“It’s the Bjelke-Petersen era again,” is the meme every time a centre-right party moots a policy on just about anything in Queensland.
But the hecklers, invariably from the left, forget that Bjelke-Petersen was just a late twentieth-century riff on the themes of the previous half a century’s Labor corruption.
Petersen was accused of stifling free speech, but his free speech critics of the day are silent now as their comrades implement restrictions of their own.
When it comes to institutionalised corruption of the electoral system, Labor has over a century of form.
The latest elaboration of the theme is the introduction into state parliament of the “Local Government Electoral (Implementing Stage 1 of Belcarra) and Other Legislation Amendment Bill 2018”.
This bill will prevent property developers, their employees, consultants, spouses, and, possibly, relatives, donating money to the party or candidate of their choice, or asking anyone else to give them support.

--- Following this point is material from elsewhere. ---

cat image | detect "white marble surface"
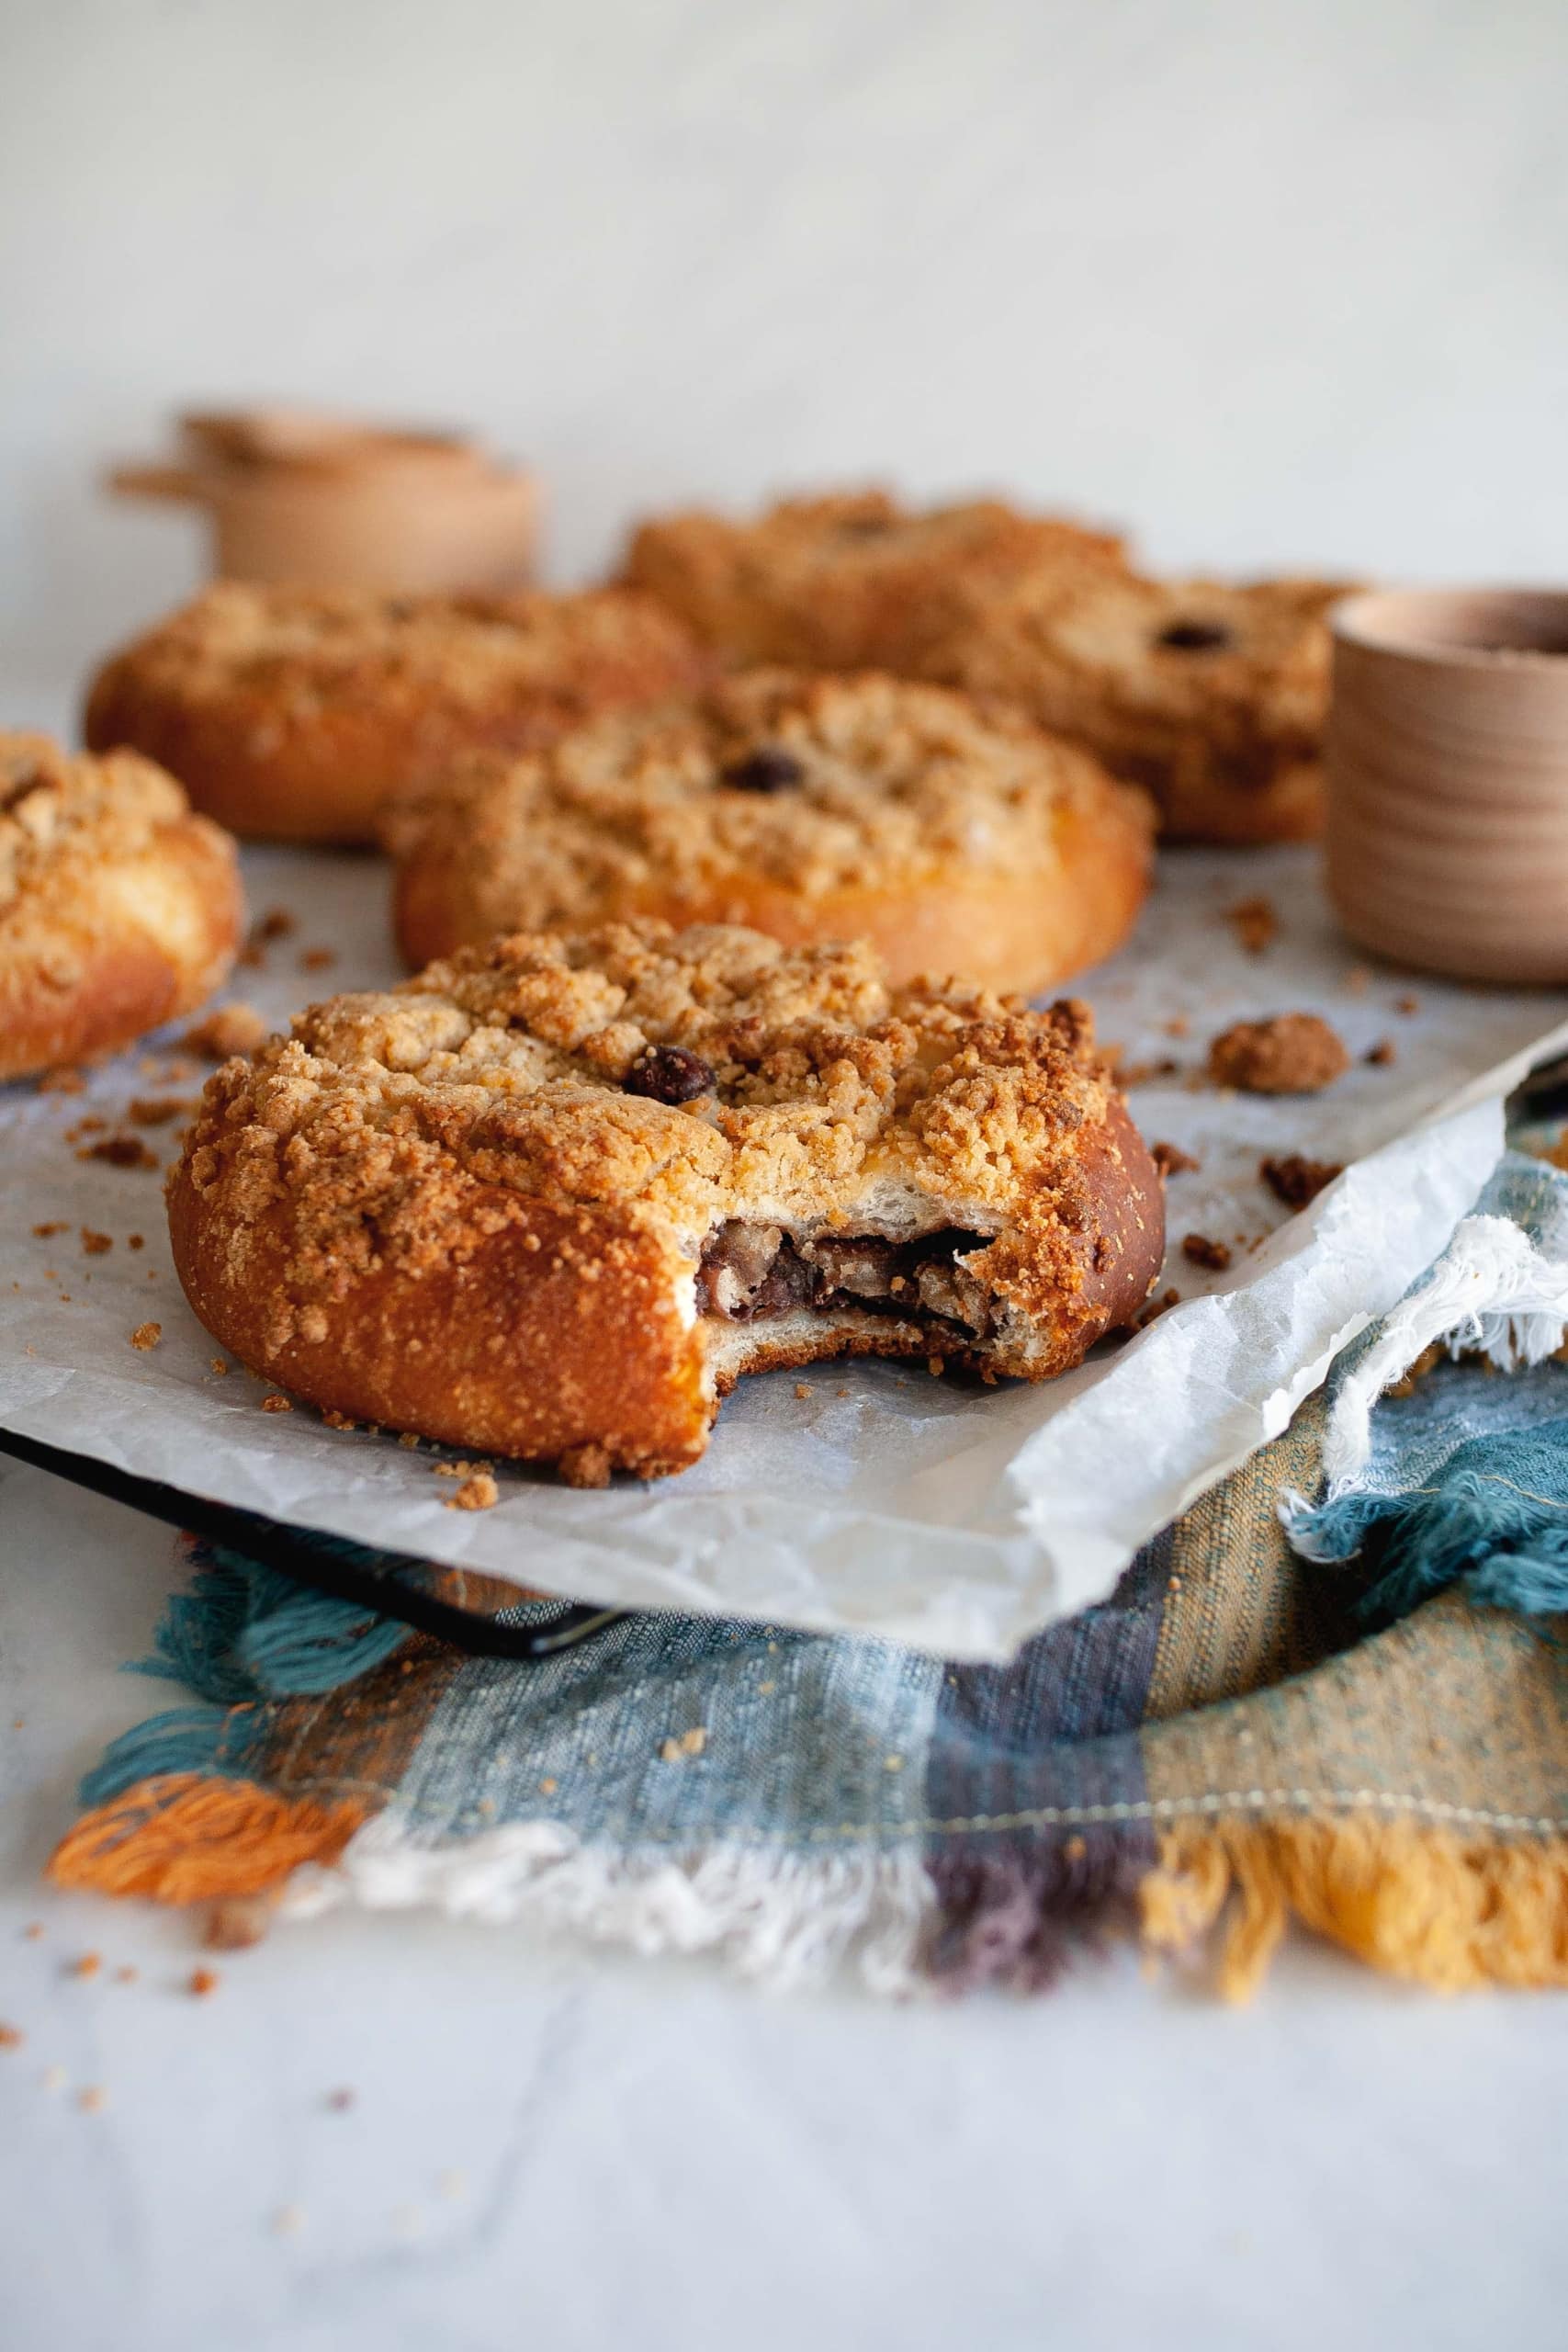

It is an opportunistic overreach to a report by the state’s Crime and Corruption Commission, introduced as retrospective legislation just prior to the last election, robbing the LNP of an estimated $519,524.45 to fight that election.
With Labor holding government by one seat, and the margins in two of those seats less than 0.71 per cent, who knows what difference that half a million might have made.
Bjelke-Petersen adapted a pre-existing Labor gerrymander to sandbag National Party seats. Rather than a geographical rort, the current Labor party is in the process of imposing an industry-based one.
Building, construction and real estate represent around 15 per cent of the state economy but will be almost invisible from the state’s democracy.
As always, the public is sceptical, but unheard.
Which is why the Australian Institute for Progress commissioned Reachtel to conduct research on Queenslanders’ attitudes to issues arising from the CCC’s original report, and the commissioner’s appearance before a parliamentary committee to examine the proposed bill.